Für immer Südsee: Die Neue Nationalgalerie zeigt Paul Gauguins Paradies als Erfindung  ■ Von Katrin Bettina Müller

Es ist fast der schimmernde Goldgrund des Mittelalters, in den Paul Gauguin seine „Tahitianische Pastorale“ 1898 einbettet. Die wie in einem steinernen Fries aufgereihten Figuren erinnern an archaische Götterbilder, das beschützende Dach der Bäume und die angstlosen Tiere zwischen ihnen dagegen scheinen aus dem biblischen Paradiesgarten vertraut. Gauguins Paradies war die Heimat vieler Götter. Der Maler, der als Autodidakt begonnen hatte, schöpfte nicht nur aus der europäischen Kunstgeschichte, sondern nutzte auch japanische Holzschnitte, peruanische Keramik und buddhistische Tempelfriese als Quellen. Selbst die Wände seiner Hütten in Tahiti waren mit Kunstpostkarten aus aller Welt tapeziert.

Gauguins Reisen in die Südsee haben oft übersehen lassen, daß der Maler seinen Traum vom Einklang zwischen Mensch und Natur auch dort nicht mehr „nach der Natur“ malen konnte, sondern als Vision erfinden mußte. Als er 1891 mit 42 Jahren das erste Mal in die Südsee aufbrach, hatten die Kolonialherren und Missionare dort nicht mehr viel von der ursprünglichen Kultur übriggelassen, die den Europäern 140 Jahre zuvor, bei der Entdeckung der Inseln, noch wie eine unschuldige Kindheit der Menschheit erschienen war. Mit dem Titel „Das verlorene Paradies“ rückt die aus Essen übernommene Ausstellung in der Neuen Nationalgalerie die Kunst Gauguins unter das Vorzeichen dieses Verlustes.

Lückenlos ist die kunsthistorische Ahnenkette, in die Gauguin gestellt wird. Sie beginnt mit einem Prolog, der mit Paradiesbildern von Cranach, Breughel, Poussin und von Gauguins Zeitgenossen Puvis de Chavannes und Edvard Munch die Kontinuität des abendländischen Themas vom Sündenfall und der Sehnsucht nach der Rückkehr in eine vorgeschichtliche Zeit belegt. Sie endet mit einem Epilog, der die von Gauguin inspirierten Expressionisten Paula Modersohn-Becker, Kirchner, Schmidt-Rottluff, Nolde und Marc versammelt. So wird der Maler, der sich selbst zum Barbar stilisierte, zum Katalysator zwischen einer noch religiös gebundenen Ikonographie und der Moderne.

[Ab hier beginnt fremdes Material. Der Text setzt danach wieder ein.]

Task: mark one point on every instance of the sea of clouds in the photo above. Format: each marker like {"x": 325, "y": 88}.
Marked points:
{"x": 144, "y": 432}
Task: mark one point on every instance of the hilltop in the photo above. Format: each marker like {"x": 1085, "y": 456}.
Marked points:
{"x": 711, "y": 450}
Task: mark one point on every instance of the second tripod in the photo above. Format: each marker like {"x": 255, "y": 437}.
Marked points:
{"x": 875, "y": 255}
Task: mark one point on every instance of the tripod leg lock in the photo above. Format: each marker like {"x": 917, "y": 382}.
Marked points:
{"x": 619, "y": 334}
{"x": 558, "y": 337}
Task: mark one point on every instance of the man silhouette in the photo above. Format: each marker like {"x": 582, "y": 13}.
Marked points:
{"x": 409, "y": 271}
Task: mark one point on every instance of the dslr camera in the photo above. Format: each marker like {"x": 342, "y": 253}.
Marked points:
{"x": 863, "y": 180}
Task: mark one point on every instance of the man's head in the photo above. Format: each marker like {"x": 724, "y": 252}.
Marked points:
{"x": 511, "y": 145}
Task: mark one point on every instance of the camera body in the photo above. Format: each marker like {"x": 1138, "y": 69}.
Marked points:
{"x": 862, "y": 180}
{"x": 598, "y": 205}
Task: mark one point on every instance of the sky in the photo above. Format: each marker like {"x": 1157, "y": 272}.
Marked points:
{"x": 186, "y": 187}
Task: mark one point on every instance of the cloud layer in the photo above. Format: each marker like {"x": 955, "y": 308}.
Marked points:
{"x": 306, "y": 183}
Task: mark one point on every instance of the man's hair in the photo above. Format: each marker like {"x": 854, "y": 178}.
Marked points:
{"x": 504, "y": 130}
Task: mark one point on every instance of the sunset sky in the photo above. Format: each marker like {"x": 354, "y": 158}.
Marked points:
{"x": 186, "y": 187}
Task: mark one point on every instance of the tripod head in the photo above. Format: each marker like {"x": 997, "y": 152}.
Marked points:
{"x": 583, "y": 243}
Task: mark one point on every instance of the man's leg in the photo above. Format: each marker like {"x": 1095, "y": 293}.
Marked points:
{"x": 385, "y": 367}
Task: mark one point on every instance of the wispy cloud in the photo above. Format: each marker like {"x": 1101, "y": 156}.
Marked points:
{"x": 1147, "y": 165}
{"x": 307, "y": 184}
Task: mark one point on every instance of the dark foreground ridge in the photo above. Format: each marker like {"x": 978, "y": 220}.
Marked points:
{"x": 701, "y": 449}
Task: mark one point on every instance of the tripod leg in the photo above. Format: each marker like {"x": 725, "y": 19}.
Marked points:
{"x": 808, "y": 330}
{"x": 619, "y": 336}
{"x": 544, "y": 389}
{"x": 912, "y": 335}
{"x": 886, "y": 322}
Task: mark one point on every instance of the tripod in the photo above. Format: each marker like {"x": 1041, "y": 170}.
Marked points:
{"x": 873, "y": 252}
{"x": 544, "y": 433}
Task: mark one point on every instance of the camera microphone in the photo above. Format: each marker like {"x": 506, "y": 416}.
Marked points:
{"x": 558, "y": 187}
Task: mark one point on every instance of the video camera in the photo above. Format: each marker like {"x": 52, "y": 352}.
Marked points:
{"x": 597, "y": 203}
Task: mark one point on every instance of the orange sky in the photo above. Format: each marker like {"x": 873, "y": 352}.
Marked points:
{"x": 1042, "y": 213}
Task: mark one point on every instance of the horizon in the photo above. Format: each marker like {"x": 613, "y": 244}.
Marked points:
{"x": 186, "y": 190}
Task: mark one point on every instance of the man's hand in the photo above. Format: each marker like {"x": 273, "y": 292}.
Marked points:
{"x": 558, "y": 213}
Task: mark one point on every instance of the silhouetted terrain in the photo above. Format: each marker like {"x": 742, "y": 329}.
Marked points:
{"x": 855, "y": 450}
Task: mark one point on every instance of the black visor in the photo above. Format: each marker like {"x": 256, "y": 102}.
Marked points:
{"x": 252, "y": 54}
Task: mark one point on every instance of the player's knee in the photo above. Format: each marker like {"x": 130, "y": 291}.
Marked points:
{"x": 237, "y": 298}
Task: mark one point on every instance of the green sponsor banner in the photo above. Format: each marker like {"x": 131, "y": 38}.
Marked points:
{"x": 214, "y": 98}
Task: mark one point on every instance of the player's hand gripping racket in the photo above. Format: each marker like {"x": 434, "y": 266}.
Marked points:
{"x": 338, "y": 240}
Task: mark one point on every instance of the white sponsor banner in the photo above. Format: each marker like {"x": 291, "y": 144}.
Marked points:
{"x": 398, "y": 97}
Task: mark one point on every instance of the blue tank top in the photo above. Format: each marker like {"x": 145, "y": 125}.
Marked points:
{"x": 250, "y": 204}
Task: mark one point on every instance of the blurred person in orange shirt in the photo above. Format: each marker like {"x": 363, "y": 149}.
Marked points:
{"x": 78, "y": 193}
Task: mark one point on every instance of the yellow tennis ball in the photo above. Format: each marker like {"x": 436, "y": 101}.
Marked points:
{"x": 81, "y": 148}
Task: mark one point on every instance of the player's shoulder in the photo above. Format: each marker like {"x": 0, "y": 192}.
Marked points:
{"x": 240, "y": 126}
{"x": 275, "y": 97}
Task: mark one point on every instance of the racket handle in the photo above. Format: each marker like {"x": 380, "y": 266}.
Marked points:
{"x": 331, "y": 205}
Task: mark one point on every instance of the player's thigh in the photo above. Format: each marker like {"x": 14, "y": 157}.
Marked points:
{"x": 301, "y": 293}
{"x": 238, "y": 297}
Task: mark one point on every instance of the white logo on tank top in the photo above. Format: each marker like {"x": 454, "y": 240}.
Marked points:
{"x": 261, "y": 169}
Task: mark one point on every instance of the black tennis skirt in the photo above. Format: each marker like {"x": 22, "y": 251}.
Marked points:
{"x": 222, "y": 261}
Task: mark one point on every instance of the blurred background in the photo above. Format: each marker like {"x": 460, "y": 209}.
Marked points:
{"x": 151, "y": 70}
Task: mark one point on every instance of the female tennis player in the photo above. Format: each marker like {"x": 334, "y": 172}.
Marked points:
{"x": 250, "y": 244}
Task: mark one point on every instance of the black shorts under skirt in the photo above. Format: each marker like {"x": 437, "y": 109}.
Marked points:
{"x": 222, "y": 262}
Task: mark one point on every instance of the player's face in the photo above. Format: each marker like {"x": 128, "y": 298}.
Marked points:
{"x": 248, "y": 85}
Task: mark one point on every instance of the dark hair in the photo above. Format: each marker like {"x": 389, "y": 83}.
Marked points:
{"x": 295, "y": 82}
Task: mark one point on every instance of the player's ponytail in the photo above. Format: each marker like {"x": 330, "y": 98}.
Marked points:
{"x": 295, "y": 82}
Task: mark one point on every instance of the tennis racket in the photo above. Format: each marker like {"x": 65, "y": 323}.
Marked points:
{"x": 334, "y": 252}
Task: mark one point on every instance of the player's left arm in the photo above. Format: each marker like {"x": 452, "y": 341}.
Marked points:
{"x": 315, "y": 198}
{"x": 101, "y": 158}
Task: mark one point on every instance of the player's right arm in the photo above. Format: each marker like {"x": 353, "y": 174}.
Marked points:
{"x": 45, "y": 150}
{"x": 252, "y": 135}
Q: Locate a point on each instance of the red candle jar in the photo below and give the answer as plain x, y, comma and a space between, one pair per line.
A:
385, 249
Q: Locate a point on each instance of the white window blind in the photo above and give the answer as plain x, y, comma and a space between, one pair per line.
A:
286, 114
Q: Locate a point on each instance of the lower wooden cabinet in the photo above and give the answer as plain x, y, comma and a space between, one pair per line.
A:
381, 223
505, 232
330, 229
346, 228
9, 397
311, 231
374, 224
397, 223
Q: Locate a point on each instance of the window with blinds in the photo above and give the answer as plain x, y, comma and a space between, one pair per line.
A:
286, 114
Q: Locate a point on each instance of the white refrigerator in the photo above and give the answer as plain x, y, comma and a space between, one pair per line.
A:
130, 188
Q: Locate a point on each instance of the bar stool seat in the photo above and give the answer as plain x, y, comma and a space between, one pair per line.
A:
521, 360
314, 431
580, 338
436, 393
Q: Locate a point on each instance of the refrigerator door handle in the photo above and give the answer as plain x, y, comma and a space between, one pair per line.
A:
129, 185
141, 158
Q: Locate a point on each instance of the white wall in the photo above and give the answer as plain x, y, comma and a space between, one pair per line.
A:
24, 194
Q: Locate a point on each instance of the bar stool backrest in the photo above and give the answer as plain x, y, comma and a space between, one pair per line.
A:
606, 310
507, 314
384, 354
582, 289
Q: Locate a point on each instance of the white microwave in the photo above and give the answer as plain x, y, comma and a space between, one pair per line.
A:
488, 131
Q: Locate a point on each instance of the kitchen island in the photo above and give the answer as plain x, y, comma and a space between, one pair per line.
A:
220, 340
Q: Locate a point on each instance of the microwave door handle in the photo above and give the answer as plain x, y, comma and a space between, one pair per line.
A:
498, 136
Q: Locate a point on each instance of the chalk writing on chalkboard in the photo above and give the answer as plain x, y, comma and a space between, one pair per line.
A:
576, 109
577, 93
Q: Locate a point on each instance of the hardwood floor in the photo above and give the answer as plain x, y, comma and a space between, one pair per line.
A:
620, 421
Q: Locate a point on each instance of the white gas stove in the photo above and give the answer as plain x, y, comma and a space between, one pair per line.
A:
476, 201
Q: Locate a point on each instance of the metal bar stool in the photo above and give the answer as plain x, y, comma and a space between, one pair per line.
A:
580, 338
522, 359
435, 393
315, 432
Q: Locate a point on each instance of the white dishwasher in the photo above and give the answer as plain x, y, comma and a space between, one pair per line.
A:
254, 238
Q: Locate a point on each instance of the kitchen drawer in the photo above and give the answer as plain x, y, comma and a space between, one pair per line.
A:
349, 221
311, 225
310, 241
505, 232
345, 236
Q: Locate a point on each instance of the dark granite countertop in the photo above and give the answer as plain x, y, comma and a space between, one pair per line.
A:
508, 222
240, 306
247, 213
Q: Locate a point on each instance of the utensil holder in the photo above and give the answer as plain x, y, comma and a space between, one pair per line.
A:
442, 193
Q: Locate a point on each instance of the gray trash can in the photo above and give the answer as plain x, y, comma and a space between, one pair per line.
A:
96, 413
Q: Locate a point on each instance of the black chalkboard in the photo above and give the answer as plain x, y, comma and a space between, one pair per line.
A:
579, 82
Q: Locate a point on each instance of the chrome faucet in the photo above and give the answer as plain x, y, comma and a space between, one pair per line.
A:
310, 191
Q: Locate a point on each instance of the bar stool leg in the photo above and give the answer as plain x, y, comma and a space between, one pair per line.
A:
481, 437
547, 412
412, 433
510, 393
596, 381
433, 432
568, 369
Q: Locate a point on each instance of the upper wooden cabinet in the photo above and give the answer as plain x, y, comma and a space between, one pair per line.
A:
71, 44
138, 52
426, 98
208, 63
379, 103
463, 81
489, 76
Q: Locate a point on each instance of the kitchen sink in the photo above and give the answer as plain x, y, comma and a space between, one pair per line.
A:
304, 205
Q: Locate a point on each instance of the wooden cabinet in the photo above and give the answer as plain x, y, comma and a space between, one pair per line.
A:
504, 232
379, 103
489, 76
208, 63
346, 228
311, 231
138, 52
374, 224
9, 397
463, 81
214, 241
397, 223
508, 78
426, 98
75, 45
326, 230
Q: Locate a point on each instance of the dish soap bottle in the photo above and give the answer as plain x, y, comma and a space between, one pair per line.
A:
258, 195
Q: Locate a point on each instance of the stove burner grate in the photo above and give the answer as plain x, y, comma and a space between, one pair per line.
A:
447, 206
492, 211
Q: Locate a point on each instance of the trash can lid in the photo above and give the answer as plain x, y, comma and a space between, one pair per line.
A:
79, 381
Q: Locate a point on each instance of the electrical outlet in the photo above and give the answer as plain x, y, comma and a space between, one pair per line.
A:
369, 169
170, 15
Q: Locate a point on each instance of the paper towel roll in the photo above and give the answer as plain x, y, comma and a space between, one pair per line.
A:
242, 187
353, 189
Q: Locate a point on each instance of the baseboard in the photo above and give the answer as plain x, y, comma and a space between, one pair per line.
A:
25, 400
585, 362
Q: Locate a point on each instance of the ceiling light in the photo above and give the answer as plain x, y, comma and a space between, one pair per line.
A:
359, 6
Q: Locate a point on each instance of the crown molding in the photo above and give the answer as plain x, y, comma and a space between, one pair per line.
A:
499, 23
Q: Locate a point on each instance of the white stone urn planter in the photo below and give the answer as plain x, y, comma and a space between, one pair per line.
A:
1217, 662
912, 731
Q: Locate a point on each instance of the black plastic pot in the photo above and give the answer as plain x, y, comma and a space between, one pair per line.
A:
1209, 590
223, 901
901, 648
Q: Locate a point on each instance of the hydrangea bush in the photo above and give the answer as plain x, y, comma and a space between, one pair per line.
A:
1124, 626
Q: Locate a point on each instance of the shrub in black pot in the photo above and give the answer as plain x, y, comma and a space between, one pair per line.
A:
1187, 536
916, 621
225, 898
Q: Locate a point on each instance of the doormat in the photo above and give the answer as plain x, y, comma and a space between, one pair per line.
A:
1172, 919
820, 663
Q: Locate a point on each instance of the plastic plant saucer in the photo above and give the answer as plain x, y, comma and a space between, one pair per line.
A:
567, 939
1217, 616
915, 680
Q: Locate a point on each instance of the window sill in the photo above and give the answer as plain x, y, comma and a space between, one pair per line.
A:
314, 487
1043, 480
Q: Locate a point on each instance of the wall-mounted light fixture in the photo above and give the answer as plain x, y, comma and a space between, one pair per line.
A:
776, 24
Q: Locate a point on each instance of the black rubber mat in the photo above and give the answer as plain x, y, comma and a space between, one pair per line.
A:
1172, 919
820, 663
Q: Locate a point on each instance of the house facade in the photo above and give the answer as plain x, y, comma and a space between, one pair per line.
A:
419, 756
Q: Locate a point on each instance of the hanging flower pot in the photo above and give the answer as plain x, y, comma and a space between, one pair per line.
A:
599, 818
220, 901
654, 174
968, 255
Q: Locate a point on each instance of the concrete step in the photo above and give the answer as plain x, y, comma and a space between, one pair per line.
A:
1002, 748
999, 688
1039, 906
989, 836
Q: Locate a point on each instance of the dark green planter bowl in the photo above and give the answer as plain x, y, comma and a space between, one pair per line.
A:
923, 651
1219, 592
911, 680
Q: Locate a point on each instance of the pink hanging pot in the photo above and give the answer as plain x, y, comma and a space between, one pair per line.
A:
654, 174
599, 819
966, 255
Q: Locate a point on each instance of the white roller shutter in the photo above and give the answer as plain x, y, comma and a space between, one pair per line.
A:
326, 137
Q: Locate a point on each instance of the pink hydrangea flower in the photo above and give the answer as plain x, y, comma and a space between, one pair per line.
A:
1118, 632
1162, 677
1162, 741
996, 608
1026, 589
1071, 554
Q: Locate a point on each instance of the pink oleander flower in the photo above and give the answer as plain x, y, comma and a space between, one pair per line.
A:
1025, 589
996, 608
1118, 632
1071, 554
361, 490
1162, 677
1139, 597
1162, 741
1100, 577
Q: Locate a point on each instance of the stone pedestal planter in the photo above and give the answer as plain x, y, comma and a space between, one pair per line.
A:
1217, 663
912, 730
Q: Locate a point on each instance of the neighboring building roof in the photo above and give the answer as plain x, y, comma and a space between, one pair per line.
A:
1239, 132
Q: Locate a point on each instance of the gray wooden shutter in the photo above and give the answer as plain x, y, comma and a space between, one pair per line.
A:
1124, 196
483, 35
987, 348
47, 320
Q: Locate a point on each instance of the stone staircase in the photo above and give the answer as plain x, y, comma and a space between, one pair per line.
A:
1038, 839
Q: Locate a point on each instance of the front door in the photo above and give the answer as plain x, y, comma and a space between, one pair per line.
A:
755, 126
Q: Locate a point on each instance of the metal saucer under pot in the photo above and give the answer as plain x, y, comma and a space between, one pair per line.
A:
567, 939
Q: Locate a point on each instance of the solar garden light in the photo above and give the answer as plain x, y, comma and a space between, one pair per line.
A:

Was allerdings nicht in der musealen Geschichtsschreibung auftaucht, ist die Beerbung seiner Südseeschönheiten durch Generationen von Sonntagsmalern und Kitschproduzenten. Selbst wem Picasso schon zu abstrakt und zu kompliziert ist, findet zu Gauguins „Naturschönheiten“ unmittelbaren Zugang. Angesichts dieser großen Popularität, die sich auch in Kunstdrucken und Kalendern niederschlägt, kann man fast vergessen, daß Gauguins Werke im Original selten zu sehen sind. In Berlin verfügt die Alte Nationalgalerie über ein einziges Bild, seit den 20er Jahren gab es keine Ausstellung mehr. Von den 48 gezeigten Bildern stammen 12 aus St. Petersburg und Moskau, andere kommen aus Boston, New York, London oder Israel. Der Verein der Freunde der Nationalgalerie ist mit der Entscheidung, das Projekt des Essener Folkwang-Museums nach Berlin zu holen, sein bisher größtes finanzielles Risiko eingegangen. Der Erfolg Gauguins in Essen und von weiteren Ausstellungen, die dieses Jahr anläßlich des 150. Geburtstags des Urahns aller „wilden Malerei“ in Stuttgart und München stattfanden, läßt sie auf lange Schlangen vor den Kassen hoffen.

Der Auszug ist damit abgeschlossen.